使用to_categorical转换np.array时出现内存问题 [英] memory issues when transforming np.array using to_categorical

查看:225
本文介绍了使用to_categorical转换np.array时出现内存问题的处理方法,对大家解决问题具有一定的参考价值,需要的朋友们下面随着小编来一起学习吧!

问题描述

我有一个像这样的numpy数组:

I have a numpy array like this:

[[0. 1. 1. ... 0. 0. 1.]
 [0. 0. 0. ... 0. 0. 1.]
 [0. 0. 1. ... 0. 0. 0.]
 ...
 [0. 0. 0. ... 0. 0. 1.]
 [0. 0. 0. ... 0. 0. 1.]
 [0. 0. 0. ... 1. 0. 1.]]

我像这样转换它以减少内存需求:

I transform it like this to reduce the memory demand:

x_val = x_val.astype(np.int)

导致的结果:

[[0 1 1 ... 0 0 1]
 [0 0 0 ... 0 0 1]
 [0 0 1 ... 0 0 0]
 ...
 [0 0 0 ... 0 0 1]
 [0 0 0 ... 0 0 1]
 [0 0 0 ... 1 0 1]]

但是,当我这样做时:

x_val = to_categorical(x_val)

我得到:

in to_categorical
    categorical = np.zeros((n, num_classes), dtype=np.float32)
MemoryError

任何想法为何?最终,numpy数组包含用于二进制分类问题的标签.到目前为止,我已经在Keras ANN中将其用作float32,并且效果很好,并且我取得了不错的性能.那么实际上有必要运行to_categorical吗?

Any ideas why? Ultimately, the numpy array contains the labels for a binary classification problem. So far, I have used it as float32 as is in a Keras ANN and it worked fine and I achieved pretty good performance. So is it actually necessary to run to_categorical?

推荐答案

您不需要使用to_categorical,因为我猜您正在执行多标签分类.为避免一劳永逸(!),请允许我解释一下.

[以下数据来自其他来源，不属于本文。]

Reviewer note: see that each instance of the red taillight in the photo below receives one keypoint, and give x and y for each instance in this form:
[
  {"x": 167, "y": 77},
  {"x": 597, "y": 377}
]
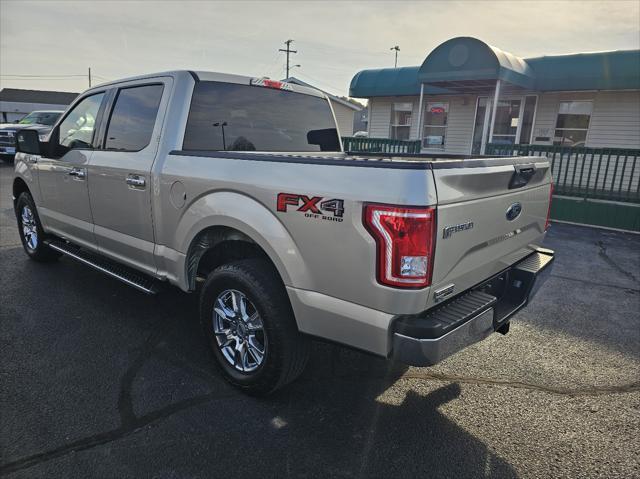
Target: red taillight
[
  {"x": 548, "y": 222},
  {"x": 405, "y": 243}
]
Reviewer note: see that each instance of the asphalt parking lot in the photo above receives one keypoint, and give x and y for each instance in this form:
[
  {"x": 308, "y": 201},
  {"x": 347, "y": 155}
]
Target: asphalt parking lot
[{"x": 99, "y": 380}]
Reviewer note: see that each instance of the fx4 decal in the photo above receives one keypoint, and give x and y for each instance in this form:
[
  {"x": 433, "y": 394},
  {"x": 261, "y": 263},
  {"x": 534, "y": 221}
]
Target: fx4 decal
[{"x": 312, "y": 206}]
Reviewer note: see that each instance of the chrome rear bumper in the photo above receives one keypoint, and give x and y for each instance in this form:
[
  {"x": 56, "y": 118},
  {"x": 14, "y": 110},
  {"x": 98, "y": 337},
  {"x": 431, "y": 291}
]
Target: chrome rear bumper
[{"x": 471, "y": 316}]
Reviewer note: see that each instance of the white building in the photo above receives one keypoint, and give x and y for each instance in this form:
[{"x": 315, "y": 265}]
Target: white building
[
  {"x": 16, "y": 103},
  {"x": 467, "y": 94}
]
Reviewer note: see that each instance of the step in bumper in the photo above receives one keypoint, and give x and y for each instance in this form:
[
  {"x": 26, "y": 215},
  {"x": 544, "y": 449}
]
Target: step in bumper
[{"x": 429, "y": 337}]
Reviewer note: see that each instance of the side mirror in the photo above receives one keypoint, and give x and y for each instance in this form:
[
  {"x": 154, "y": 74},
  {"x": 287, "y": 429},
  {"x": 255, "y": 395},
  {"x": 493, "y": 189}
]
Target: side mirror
[{"x": 27, "y": 141}]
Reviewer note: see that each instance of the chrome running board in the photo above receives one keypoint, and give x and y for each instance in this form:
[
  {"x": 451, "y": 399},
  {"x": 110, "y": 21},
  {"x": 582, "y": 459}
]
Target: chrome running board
[{"x": 130, "y": 276}]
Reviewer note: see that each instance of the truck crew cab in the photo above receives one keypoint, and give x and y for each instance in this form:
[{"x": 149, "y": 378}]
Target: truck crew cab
[{"x": 237, "y": 188}]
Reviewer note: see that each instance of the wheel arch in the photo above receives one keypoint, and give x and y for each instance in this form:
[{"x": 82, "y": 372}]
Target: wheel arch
[
  {"x": 238, "y": 226},
  {"x": 19, "y": 186}
]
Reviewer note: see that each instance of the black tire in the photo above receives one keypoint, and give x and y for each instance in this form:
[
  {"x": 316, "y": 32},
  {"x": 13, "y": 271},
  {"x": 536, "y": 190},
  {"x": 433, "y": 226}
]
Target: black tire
[
  {"x": 38, "y": 251},
  {"x": 286, "y": 351}
]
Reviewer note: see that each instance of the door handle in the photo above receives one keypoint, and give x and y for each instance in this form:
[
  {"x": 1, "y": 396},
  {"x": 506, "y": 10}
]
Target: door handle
[
  {"x": 78, "y": 173},
  {"x": 136, "y": 180}
]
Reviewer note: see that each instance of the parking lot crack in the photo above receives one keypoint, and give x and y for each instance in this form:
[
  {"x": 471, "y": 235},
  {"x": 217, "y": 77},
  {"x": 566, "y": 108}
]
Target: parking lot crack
[
  {"x": 586, "y": 391},
  {"x": 605, "y": 256},
  {"x": 102, "y": 438}
]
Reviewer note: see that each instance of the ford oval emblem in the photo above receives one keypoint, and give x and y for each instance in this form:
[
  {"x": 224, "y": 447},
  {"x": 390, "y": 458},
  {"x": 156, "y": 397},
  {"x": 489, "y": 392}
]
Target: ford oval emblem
[{"x": 514, "y": 211}]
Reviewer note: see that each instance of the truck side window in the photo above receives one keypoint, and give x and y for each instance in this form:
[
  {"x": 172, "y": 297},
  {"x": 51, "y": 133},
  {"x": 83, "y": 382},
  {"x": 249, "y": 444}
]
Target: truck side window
[
  {"x": 76, "y": 130},
  {"x": 233, "y": 117},
  {"x": 133, "y": 118}
]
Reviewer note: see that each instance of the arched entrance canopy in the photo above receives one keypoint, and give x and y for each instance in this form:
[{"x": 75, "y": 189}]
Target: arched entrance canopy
[{"x": 467, "y": 65}]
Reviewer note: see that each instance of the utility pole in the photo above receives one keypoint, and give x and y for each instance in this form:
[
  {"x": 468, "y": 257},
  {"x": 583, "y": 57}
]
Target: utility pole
[
  {"x": 288, "y": 51},
  {"x": 397, "y": 49}
]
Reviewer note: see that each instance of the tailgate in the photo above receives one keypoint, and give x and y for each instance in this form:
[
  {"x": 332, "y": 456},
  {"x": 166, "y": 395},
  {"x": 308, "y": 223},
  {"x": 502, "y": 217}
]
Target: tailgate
[{"x": 480, "y": 231}]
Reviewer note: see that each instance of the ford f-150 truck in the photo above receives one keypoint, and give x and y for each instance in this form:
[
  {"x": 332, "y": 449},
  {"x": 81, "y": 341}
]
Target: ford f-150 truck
[{"x": 238, "y": 188}]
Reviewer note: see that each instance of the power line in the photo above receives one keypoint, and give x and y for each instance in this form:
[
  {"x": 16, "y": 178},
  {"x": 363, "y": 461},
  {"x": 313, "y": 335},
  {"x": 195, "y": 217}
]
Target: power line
[
  {"x": 39, "y": 76},
  {"x": 288, "y": 51}
]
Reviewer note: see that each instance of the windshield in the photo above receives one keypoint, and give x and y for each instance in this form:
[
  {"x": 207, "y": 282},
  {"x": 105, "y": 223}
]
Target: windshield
[
  {"x": 40, "y": 118},
  {"x": 232, "y": 117}
]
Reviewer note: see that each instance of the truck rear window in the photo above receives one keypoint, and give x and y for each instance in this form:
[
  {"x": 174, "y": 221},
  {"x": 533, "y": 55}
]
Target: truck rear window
[{"x": 232, "y": 117}]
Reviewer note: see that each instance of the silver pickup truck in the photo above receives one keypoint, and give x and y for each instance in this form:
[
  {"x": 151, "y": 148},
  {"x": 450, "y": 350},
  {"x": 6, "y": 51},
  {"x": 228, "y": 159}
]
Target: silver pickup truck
[{"x": 238, "y": 188}]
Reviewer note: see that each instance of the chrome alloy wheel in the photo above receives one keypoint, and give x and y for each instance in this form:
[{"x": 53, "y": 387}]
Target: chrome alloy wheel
[
  {"x": 29, "y": 228},
  {"x": 239, "y": 331}
]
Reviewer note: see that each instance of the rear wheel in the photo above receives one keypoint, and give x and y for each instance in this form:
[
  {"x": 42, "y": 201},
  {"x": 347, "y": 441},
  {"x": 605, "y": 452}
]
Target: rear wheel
[
  {"x": 30, "y": 230},
  {"x": 247, "y": 319}
]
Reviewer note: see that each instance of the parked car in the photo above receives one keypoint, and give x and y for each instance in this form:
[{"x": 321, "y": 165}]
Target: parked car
[
  {"x": 237, "y": 188},
  {"x": 42, "y": 121}
]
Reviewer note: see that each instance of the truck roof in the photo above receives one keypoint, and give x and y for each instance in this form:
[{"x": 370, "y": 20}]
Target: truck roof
[{"x": 210, "y": 76}]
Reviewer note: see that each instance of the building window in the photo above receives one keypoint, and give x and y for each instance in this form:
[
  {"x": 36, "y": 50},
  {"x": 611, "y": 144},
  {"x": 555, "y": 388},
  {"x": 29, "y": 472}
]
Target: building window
[
  {"x": 572, "y": 124},
  {"x": 435, "y": 124},
  {"x": 401, "y": 121},
  {"x": 527, "y": 119}
]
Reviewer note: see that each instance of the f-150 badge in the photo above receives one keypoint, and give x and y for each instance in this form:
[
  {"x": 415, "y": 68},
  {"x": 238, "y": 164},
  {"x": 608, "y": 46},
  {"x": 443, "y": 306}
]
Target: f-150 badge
[
  {"x": 312, "y": 206},
  {"x": 449, "y": 230}
]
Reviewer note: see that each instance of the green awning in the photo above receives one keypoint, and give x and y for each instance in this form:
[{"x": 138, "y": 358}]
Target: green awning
[{"x": 468, "y": 65}]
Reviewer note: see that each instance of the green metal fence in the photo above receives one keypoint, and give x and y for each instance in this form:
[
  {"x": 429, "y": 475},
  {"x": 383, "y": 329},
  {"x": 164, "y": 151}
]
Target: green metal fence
[
  {"x": 592, "y": 173},
  {"x": 379, "y": 145}
]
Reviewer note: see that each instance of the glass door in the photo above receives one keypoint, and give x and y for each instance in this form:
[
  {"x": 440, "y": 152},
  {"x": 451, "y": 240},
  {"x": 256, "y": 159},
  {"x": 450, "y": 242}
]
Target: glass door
[{"x": 513, "y": 123}]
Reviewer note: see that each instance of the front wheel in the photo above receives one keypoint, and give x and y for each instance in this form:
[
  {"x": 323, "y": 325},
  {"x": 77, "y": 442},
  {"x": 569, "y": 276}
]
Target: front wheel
[
  {"x": 249, "y": 324},
  {"x": 30, "y": 229}
]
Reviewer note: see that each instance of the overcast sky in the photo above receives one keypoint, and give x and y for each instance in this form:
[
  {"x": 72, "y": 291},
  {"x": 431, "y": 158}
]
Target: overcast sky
[{"x": 334, "y": 40}]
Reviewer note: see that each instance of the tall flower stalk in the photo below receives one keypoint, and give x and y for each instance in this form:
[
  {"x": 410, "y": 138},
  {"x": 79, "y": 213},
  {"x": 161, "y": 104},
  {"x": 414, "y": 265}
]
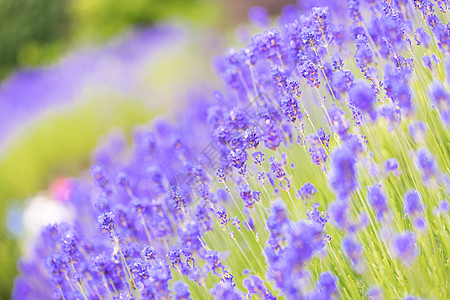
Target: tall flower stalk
[{"x": 320, "y": 172}]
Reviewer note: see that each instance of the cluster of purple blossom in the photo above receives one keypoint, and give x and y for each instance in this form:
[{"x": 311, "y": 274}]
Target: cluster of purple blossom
[{"x": 152, "y": 225}]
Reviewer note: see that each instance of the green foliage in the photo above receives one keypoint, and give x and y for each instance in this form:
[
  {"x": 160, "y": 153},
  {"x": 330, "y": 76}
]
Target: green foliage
[
  {"x": 28, "y": 24},
  {"x": 99, "y": 19}
]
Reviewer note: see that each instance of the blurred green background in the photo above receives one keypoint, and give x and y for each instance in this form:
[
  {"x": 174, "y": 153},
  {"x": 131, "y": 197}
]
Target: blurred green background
[
  {"x": 38, "y": 33},
  {"x": 59, "y": 143}
]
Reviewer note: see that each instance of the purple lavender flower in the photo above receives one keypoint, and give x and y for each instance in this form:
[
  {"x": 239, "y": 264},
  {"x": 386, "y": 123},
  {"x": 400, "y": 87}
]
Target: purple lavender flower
[
  {"x": 307, "y": 191},
  {"x": 363, "y": 98}
]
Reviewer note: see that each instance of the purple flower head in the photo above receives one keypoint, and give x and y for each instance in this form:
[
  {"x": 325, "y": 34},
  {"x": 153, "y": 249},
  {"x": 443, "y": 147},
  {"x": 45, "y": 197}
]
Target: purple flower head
[
  {"x": 237, "y": 157},
  {"x": 391, "y": 165},
  {"x": 310, "y": 73},
  {"x": 338, "y": 63},
  {"x": 307, "y": 191},
  {"x": 106, "y": 221},
  {"x": 255, "y": 286},
  {"x": 276, "y": 168},
  {"x": 363, "y": 98},
  {"x": 177, "y": 198},
  {"x": 339, "y": 124},
  {"x": 318, "y": 156},
  {"x": 258, "y": 157},
  {"x": 224, "y": 291},
  {"x": 426, "y": 164},
  {"x": 221, "y": 213},
  {"x": 412, "y": 204},
  {"x": 404, "y": 247},
  {"x": 251, "y": 138},
  {"x": 213, "y": 261},
  {"x": 222, "y": 195},
  {"x": 377, "y": 199},
  {"x": 221, "y": 175},
  {"x": 291, "y": 109},
  {"x": 139, "y": 269},
  {"x": 343, "y": 180},
  {"x": 342, "y": 81},
  {"x": 149, "y": 253},
  {"x": 421, "y": 37},
  {"x": 315, "y": 215}
]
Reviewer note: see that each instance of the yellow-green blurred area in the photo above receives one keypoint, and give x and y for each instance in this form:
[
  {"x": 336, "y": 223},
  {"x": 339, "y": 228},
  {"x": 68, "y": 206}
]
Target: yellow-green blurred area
[
  {"x": 35, "y": 32},
  {"x": 73, "y": 70}
]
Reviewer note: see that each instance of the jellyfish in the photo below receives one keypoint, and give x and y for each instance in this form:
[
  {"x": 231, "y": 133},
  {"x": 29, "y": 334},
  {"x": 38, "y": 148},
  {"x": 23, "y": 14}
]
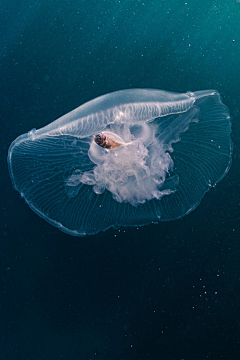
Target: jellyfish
[{"x": 128, "y": 158}]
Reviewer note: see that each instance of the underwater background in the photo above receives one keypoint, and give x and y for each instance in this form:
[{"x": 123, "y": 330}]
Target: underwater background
[{"x": 166, "y": 291}]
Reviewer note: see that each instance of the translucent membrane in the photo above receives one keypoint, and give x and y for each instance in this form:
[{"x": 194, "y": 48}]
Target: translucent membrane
[{"x": 177, "y": 147}]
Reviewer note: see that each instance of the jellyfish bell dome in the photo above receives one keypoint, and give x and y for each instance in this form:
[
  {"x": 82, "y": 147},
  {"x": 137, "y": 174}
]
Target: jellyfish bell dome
[{"x": 128, "y": 158}]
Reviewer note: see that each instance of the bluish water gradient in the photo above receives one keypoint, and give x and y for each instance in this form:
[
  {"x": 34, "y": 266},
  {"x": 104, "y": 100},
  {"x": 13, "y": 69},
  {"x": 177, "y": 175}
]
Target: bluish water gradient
[{"x": 168, "y": 291}]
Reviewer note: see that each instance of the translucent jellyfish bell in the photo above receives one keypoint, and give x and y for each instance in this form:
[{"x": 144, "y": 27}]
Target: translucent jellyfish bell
[{"x": 174, "y": 147}]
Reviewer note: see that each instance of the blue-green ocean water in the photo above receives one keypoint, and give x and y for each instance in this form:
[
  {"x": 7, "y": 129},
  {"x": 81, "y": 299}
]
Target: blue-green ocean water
[{"x": 167, "y": 291}]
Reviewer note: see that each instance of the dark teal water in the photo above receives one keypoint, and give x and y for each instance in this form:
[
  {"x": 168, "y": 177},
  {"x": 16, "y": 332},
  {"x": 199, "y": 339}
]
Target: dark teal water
[{"x": 167, "y": 291}]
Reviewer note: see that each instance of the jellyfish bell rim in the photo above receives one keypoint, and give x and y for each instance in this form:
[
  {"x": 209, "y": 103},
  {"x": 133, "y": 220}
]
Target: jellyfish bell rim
[{"x": 38, "y": 136}]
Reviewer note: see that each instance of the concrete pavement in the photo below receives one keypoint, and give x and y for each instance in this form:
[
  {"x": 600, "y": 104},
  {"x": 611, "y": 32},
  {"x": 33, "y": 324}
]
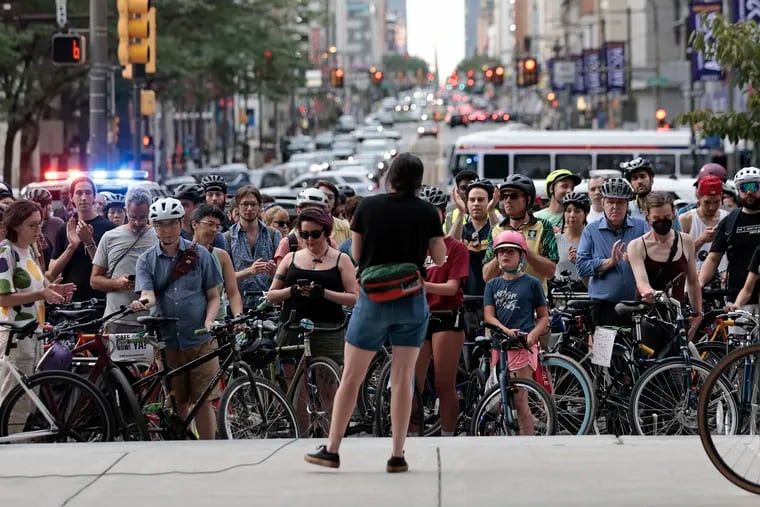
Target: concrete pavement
[{"x": 566, "y": 471}]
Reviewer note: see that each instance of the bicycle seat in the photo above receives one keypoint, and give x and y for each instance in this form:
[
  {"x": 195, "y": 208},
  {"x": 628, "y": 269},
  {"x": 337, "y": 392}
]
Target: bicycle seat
[
  {"x": 155, "y": 320},
  {"x": 582, "y": 304},
  {"x": 629, "y": 307},
  {"x": 76, "y": 314}
]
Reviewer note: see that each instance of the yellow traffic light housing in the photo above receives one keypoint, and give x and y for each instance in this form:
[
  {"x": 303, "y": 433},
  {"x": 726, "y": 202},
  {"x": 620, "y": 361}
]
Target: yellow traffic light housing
[{"x": 136, "y": 32}]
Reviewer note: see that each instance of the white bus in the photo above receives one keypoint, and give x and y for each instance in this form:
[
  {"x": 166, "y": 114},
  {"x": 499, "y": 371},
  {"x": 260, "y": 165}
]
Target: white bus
[{"x": 495, "y": 154}]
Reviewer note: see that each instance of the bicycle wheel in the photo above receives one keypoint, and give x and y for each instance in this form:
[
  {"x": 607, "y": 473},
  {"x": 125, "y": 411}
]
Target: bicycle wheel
[
  {"x": 573, "y": 395},
  {"x": 79, "y": 410},
  {"x": 490, "y": 420},
  {"x": 313, "y": 394},
  {"x": 243, "y": 415},
  {"x": 734, "y": 455},
  {"x": 664, "y": 400},
  {"x": 130, "y": 422}
]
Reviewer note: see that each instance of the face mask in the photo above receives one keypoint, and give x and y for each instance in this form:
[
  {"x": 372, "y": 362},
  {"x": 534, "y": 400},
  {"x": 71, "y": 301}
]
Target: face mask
[{"x": 662, "y": 227}]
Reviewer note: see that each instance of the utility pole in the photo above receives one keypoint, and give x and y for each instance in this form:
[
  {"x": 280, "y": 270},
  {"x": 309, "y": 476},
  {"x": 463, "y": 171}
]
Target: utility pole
[{"x": 98, "y": 87}]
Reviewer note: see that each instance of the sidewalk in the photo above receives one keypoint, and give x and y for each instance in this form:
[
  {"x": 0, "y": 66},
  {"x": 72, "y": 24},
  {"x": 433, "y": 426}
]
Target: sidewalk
[{"x": 557, "y": 471}]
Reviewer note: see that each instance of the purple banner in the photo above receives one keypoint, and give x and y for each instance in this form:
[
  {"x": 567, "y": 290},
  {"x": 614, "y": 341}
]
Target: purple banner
[
  {"x": 592, "y": 71},
  {"x": 614, "y": 63},
  {"x": 705, "y": 68}
]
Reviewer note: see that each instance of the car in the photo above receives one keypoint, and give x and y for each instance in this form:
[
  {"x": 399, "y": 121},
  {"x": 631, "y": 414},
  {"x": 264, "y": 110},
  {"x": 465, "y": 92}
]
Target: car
[{"x": 427, "y": 128}]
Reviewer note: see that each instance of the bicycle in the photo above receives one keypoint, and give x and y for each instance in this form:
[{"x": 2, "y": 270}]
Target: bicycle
[
  {"x": 250, "y": 406},
  {"x": 740, "y": 370},
  {"x": 50, "y": 406},
  {"x": 315, "y": 380},
  {"x": 498, "y": 412}
]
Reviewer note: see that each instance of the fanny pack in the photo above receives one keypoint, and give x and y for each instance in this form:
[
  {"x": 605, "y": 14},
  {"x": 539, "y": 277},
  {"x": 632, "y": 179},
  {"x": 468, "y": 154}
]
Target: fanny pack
[{"x": 388, "y": 282}]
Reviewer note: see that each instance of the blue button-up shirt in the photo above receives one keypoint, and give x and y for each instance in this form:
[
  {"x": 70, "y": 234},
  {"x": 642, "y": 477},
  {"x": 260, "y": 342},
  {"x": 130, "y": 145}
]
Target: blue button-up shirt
[
  {"x": 184, "y": 298},
  {"x": 617, "y": 284},
  {"x": 243, "y": 256}
]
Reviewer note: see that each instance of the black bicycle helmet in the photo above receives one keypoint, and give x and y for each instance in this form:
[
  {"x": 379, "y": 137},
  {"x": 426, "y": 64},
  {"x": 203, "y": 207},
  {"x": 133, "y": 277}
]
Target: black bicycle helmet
[
  {"x": 480, "y": 183},
  {"x": 190, "y": 192},
  {"x": 433, "y": 195},
  {"x": 214, "y": 183},
  {"x": 578, "y": 199},
  {"x": 522, "y": 183},
  {"x": 617, "y": 188},
  {"x": 637, "y": 164}
]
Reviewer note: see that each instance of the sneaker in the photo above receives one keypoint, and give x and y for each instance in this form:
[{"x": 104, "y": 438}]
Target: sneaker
[
  {"x": 323, "y": 458},
  {"x": 396, "y": 465}
]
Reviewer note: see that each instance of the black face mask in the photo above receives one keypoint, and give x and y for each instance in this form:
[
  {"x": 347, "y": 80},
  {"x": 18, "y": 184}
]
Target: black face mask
[{"x": 662, "y": 227}]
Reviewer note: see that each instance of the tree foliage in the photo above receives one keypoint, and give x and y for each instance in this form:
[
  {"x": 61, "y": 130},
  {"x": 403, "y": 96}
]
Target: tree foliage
[{"x": 737, "y": 47}]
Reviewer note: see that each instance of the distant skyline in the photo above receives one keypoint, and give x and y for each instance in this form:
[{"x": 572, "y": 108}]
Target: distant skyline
[{"x": 432, "y": 26}]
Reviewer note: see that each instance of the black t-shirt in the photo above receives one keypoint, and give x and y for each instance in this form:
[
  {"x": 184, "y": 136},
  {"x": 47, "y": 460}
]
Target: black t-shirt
[
  {"x": 79, "y": 268},
  {"x": 395, "y": 229},
  {"x": 744, "y": 240}
]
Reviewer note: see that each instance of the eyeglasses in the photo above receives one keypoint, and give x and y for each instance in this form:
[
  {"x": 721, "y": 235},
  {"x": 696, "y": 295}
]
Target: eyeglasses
[
  {"x": 510, "y": 197},
  {"x": 311, "y": 234},
  {"x": 216, "y": 227}
]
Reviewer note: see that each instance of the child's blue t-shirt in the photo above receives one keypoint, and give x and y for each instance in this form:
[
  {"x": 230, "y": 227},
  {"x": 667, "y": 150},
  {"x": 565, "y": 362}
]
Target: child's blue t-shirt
[{"x": 515, "y": 300}]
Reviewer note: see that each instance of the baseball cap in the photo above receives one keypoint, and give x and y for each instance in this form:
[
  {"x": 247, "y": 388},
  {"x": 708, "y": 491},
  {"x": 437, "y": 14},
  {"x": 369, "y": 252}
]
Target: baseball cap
[{"x": 710, "y": 185}]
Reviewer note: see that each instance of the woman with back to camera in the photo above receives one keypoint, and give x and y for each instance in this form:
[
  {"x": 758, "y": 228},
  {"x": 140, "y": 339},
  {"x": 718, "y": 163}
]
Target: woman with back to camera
[{"x": 391, "y": 236}]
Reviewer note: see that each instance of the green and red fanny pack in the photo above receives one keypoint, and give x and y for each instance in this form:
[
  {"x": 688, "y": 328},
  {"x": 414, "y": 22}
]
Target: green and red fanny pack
[{"x": 388, "y": 282}]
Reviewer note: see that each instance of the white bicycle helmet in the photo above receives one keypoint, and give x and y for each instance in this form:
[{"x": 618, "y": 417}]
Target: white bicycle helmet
[
  {"x": 617, "y": 188},
  {"x": 312, "y": 196},
  {"x": 746, "y": 175},
  {"x": 167, "y": 208}
]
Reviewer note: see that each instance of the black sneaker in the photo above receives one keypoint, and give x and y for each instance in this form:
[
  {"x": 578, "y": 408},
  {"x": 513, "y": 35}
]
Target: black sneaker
[
  {"x": 323, "y": 458},
  {"x": 396, "y": 465}
]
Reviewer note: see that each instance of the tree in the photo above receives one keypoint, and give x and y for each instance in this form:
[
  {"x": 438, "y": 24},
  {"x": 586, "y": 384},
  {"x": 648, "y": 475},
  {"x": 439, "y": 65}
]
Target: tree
[{"x": 737, "y": 48}]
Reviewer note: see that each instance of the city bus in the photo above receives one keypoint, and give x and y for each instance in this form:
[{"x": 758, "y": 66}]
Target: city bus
[{"x": 495, "y": 154}]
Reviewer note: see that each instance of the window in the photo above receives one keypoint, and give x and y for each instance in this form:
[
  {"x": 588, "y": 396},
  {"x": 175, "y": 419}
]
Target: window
[
  {"x": 533, "y": 166},
  {"x": 664, "y": 165},
  {"x": 612, "y": 160},
  {"x": 495, "y": 166},
  {"x": 579, "y": 164},
  {"x": 463, "y": 161}
]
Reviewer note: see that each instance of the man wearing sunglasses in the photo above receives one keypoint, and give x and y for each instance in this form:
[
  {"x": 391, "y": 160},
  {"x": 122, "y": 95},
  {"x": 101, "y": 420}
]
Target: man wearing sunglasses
[
  {"x": 517, "y": 194},
  {"x": 180, "y": 280},
  {"x": 737, "y": 235},
  {"x": 115, "y": 262},
  {"x": 251, "y": 245}
]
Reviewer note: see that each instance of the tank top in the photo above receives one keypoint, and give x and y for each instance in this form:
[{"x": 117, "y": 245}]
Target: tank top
[
  {"x": 660, "y": 273},
  {"x": 222, "y": 296},
  {"x": 316, "y": 310},
  {"x": 698, "y": 227}
]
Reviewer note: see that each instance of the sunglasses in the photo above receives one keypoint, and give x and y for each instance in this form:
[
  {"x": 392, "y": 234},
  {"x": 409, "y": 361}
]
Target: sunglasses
[
  {"x": 510, "y": 197},
  {"x": 310, "y": 234}
]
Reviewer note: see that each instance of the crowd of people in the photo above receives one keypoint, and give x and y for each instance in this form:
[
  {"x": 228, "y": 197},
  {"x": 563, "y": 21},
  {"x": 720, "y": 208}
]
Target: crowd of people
[{"x": 403, "y": 260}]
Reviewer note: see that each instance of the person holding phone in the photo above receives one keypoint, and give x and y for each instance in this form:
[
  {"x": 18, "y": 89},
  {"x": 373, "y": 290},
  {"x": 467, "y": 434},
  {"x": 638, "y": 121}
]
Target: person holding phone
[{"x": 316, "y": 282}]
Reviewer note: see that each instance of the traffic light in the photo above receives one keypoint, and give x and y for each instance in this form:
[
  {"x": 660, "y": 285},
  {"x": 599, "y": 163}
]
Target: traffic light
[
  {"x": 69, "y": 49},
  {"x": 337, "y": 76},
  {"x": 137, "y": 37},
  {"x": 498, "y": 76},
  {"x": 662, "y": 119}
]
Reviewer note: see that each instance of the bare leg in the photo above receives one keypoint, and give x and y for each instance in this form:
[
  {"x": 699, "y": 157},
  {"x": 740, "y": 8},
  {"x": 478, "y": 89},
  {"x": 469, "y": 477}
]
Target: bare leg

You don't need to use to_categorical since I guess you are doing multi-label classification. To avoid any confusion once and for all(!), let me explain this.

如果您要进行二进制分类,则意味着每个样本可能仅属于一个样本 两个类别中的一个猫vs狗或快乐vs悲伤或正面评论与负面评论,然后:

If you are doing binary classification, meaning each sample may belong to only one of two classes e.g. cat vs dog or happy vs sad or positive review vs negative review, then:

  • 标签应类似于形状为(n_samples,)[0 1 0 0 1 ... 0],即每个样本都带有一个(例如猫)或零(例如狗)标签.
  • 用于最后一层的激活函数通常是sigmoid(或任何其他输出范围[0,1]范围内的值的函数).
  • 通常使用的损失函数是binary_crossentropy.
  • The labels should be like [0 1 0 0 1 ... 0] with shape of (n_samples,) i.e. each sample has a one (e.g. cat) or zero (e.g. dog) label.
  • The activation function used for the last layer is usually sigmoid (or any other function that outputs a value in range [0,1]).
  • The loss function usually used is binary_crossentropy.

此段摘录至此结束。